Here is information on how to do a gluten elimination challenge. I suggest you try it and see how you do
Melissa is wonderful and is so passionate about sharing this information. From her website: “I am Nutrition Therapist, have a degree in Exercise Science, am certified to teach yoga, and have a personal interest and expertise in celiac disease, gluten sensitivity, and holistic health. I’m on a mission to increase awareness of celiac disease and help people navigate the gluten-free lifestyle with confidence, strength, optimal nutrition, and renewed vitality.
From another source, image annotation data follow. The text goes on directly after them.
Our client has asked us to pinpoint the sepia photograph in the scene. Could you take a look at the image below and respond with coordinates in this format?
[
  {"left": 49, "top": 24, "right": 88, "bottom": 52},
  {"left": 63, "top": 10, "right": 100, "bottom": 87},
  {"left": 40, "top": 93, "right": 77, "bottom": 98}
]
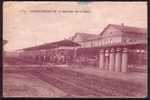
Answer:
[{"left": 2, "top": 1, "right": 148, "bottom": 98}]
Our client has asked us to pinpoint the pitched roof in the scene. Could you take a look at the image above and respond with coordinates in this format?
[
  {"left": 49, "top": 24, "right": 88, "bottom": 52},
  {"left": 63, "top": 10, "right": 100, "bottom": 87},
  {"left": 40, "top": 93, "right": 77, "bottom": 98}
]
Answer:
[
  {"left": 72, "top": 33, "right": 99, "bottom": 41},
  {"left": 100, "top": 24, "right": 147, "bottom": 35},
  {"left": 22, "top": 40, "right": 80, "bottom": 50}
]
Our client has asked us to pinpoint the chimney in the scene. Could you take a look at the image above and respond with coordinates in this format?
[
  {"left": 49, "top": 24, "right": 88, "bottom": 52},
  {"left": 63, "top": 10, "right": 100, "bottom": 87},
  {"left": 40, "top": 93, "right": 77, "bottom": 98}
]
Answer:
[{"left": 121, "top": 23, "right": 124, "bottom": 31}]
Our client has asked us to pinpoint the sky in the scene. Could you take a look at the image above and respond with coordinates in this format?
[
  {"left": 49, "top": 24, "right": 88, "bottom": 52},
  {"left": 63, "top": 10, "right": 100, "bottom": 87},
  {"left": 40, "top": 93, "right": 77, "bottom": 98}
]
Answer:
[{"left": 3, "top": 1, "right": 147, "bottom": 51}]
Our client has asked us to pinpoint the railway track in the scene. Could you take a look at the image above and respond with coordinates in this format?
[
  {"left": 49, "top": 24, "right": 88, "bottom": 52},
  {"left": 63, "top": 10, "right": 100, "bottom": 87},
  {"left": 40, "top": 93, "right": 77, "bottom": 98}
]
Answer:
[{"left": 28, "top": 68, "right": 144, "bottom": 96}]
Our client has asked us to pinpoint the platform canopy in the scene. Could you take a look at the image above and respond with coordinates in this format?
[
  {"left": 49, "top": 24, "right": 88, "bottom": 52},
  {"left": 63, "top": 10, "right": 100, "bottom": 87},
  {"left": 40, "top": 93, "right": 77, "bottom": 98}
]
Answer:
[{"left": 22, "top": 40, "right": 80, "bottom": 51}]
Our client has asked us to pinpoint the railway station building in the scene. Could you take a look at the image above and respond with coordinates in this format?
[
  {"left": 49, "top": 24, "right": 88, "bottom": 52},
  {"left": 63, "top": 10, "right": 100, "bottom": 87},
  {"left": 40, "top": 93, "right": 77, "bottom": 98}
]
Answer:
[{"left": 20, "top": 24, "right": 147, "bottom": 72}]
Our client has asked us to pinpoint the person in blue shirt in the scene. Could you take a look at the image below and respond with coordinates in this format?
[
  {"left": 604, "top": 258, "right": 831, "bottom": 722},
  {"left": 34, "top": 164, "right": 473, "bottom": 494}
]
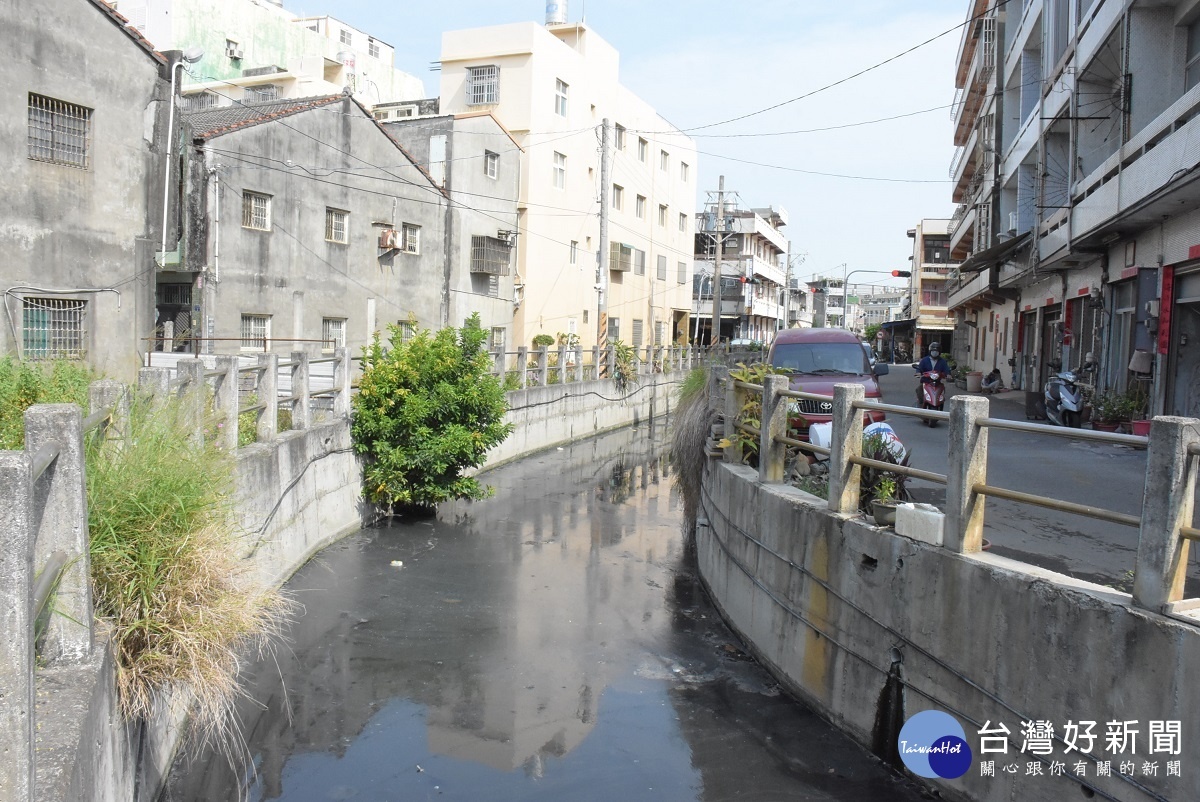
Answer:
[{"left": 917, "top": 342, "right": 950, "bottom": 407}]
I know how difficult that can be because I have celiac disease and so does my daughter, but with the right lifestyle changes, optimal health is not only achievable, it can be fun and taste good too!”
Melissa’s new book will be available in June and you can preorder it now. I can’t wait to read it! The Gluten-Free Edge: A Nutrition and Training Guide for Peak Athletic Performance and an Active Gluten-Free Life by Peter Bronski and Melissa McLean Jory.
The whole NANP conference was superb! Other highlights included: The Consequences of Undiagnosed Vitamin B12 Deficiency by Sally Pacholok and Clinical Tools for Working with Libido by Bari Mandelbaum, NC, B Sc., I’ll share gems from these and other talks in future blog posts.